Nascido em Munique, Wolf cresceu nos Estados Unidos. Chegou a Hong Kong em 1995. Se o leitor fizer uma visita ao seu website, pode ficar um pouco chocado com a obsessão pela separação e classificação, sob a batuta do rigor alemão.

Em a “Fábrica de Brinquedos” percebemos que para haver uma infinidade de brinquedos são necessários inúmeros trabalhadores. Assistimos à “Verdadeira Toy Story”, numa fábrica de brinquedos chinesa: uma azáfama de trabalhadores, um ambiente abafado, e pilhas de brinquedos de plástico.  Cerca de 75% dos brinquedos produzidos em todo o mundo são “Made in China”. São fabricados por gente real e não por máquinas.

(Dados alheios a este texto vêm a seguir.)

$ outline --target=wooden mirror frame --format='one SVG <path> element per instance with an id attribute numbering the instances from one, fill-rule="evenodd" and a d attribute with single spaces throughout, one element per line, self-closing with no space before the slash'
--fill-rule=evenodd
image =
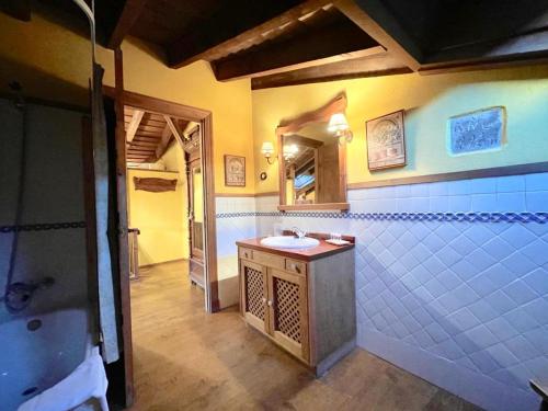
<path id="1" fill-rule="evenodd" d="M 347 100 L 346 93 L 339 93 L 329 103 L 315 111 L 304 113 L 298 117 L 282 121 L 276 127 L 277 136 L 277 161 L 278 161 L 278 183 L 279 183 L 279 205 L 281 212 L 290 210 L 317 210 L 317 209 L 333 209 L 345 212 L 350 209 L 350 204 L 346 202 L 346 140 L 339 141 L 339 179 L 340 179 L 340 198 L 342 203 L 320 203 L 320 204 L 286 204 L 285 193 L 285 160 L 284 160 L 284 135 L 296 133 L 302 127 L 311 123 L 329 123 L 329 119 L 334 113 L 344 113 L 346 111 Z"/>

Durante a produção da série “Arte Falsa Real”, Wolf pediu a um falsificador de arte chinês que lhe pintasse os girassóis de Van Gogh. Obteve a seguinte resposta: “É muito simples. Com 400 pinceladas está feito!” Esta conversa decorreu na Dafen Artist Village (subúrbio artístico de Shenzhen), onde vários milhões de “quadros famosos” são produzidos anualmente para exportação. Um “artista” despachado consegue fazer 30 obras-primas por dia.  Sim, claro, isto também é a China.